Under the previous application of the law, the green card must be renewed every year. Holders are not allowed to leave the country and, should they leave, they will not be allowed back in. If they are allowed back in because no other country will accept them, they would be reduced to the status of a Special Pass holder.
In Sabah, the old green card holders are not allowed to venture even to other parts of Malaysia. Peninsular Malaysia and Sarawak are considered ‘foreign countries’ under the immigration law.
Red card (permanent resident) or MyPR holders can be away from the country for six months at a maximum but would have to obtain a re-entry permit before leaving. If they do not, they will be stripped of their MyPR upon their return and reduced to the status of a green card or Special Pass holder. Permanent residents are now allowed to work without a work permit.
For travel purposes, MyPR holders have to use the passport of their country of origin. If this is not possible - loss of citizenship status after 10 years is the main reason - the Immigration Department will issue them with a yellow Certificate of Identity or brown Emergency Certificate for the purposes of travel abroad.
Effectively, they are considered stateless people. The Emergency Certificate was also previously available to Malaysian citizens who wanted to leave the country at short notice.

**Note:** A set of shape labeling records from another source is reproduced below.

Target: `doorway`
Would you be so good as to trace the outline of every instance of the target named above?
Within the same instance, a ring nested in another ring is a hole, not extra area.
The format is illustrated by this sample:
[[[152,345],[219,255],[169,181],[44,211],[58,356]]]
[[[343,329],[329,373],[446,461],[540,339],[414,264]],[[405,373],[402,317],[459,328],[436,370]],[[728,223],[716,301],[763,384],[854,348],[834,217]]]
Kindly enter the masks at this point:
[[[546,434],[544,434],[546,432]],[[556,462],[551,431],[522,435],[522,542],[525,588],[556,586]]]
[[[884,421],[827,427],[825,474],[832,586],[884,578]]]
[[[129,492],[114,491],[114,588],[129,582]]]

The Special Pass allows a ‘foreigner’ - generally ‘Malaysians’ who did not have even the green card under the previous policy but who have returned - to remain in the country. The Special Pass has to be renewed every month and may be issued for periods less than one month.
The Home Ministry has set up a Special Unit within the NRD to clear the backlog of applications for citizenship and other personal documents in Sabah and Sarawak.
However, Syed Hamid Albar has warned that “the applications (backlog) cannot be simply approved as there are rules and regulations which have to be observed”.